Actionable Insights for Your Rewatch

If you’re planning to dive back into Vikings tv season 3, keep an eye on these specific details. They change how you see the ending:

  1. Watch Ragnar’s Eyes: Travis Fimmel stops looking at people and starts looking through them after Athelstan dies. The "insanity" isn't an act; it's a character choice.
  2. The Cross vs. The Hammer: Notice how many times characters swap religious symbols. Ragnar wears Athelstan's cross, while Rollo accepts baptism but stays pagan at heart (at first).
  3. Lagertha’s Independence: This is the season where Lagertha realizes she doesn't need Ragnar. Her arc in Hedeby, dealing with the usurper Kalf, proves she’s the most competent leader in the show.
  4. Pay Attention to the Sound: The music by Trevor Morris and Einar Selvik (Wardruna) is at its peak here. The chanting during the Paris siege is actually based on old Norse poetic meters.

The season ends with Ragnar on a boat, whisper-confessing to a captured Floki: "I know you killed Athelstan." It’s a chilling "mic drop" moment. Everything that happens in the later seasons—the Great Heathen Army, the civil wars between the sons—is all rooted in the tragedies of this year. It wasn't just a season of TV; it was the beginning of the end for the Golden Age of Vikings.

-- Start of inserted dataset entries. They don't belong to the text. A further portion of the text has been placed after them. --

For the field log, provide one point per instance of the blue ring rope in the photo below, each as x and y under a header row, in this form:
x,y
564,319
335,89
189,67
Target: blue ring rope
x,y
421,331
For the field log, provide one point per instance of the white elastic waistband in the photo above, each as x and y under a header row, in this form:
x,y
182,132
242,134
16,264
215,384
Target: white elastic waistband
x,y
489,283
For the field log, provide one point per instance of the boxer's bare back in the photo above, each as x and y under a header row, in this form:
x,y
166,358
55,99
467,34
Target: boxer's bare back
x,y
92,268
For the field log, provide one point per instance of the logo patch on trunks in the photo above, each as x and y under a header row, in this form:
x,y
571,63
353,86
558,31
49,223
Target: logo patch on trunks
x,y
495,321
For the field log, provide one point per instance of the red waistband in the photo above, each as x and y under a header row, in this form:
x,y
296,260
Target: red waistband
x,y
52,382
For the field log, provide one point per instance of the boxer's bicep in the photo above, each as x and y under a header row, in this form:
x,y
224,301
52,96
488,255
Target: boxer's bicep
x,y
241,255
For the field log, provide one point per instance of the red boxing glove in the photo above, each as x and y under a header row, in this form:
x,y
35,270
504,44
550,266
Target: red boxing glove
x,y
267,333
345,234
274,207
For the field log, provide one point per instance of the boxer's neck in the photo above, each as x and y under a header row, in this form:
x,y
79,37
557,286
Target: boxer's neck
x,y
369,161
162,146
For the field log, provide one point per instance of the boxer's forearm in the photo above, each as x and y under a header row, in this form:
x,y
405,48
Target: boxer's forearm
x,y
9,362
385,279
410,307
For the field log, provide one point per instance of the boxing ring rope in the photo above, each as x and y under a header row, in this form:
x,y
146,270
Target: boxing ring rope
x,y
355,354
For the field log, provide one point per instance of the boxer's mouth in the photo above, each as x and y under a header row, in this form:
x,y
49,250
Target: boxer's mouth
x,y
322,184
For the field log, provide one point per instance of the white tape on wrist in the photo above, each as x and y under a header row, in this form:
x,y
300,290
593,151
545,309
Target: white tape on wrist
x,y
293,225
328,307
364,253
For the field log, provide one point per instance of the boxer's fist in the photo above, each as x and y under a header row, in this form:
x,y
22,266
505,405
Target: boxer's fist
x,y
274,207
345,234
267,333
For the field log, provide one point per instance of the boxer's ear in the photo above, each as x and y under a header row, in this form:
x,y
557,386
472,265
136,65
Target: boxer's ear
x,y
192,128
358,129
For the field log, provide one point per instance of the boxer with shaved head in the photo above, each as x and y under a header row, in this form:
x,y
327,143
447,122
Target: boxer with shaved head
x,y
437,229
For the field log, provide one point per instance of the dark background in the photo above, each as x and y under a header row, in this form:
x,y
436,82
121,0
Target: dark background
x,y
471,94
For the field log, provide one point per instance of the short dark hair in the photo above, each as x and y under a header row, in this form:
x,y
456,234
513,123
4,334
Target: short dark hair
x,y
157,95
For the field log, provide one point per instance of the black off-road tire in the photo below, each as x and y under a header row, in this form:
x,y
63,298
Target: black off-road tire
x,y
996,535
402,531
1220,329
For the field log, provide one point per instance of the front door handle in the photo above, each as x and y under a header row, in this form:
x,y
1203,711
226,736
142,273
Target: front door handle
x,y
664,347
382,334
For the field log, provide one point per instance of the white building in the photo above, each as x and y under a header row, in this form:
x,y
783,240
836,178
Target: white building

To fully appreciate where the story goes next, you should track the specific political shifts in Wessex. The relationship between Ecbert and his grandson Alfred (Athelstan's secret son) becomes the central pillar of the series' finale. Understanding the betrayal in the Wessex settlement in season 3 is vital to understanding why the Vikings eventually return with such unprecedented fury.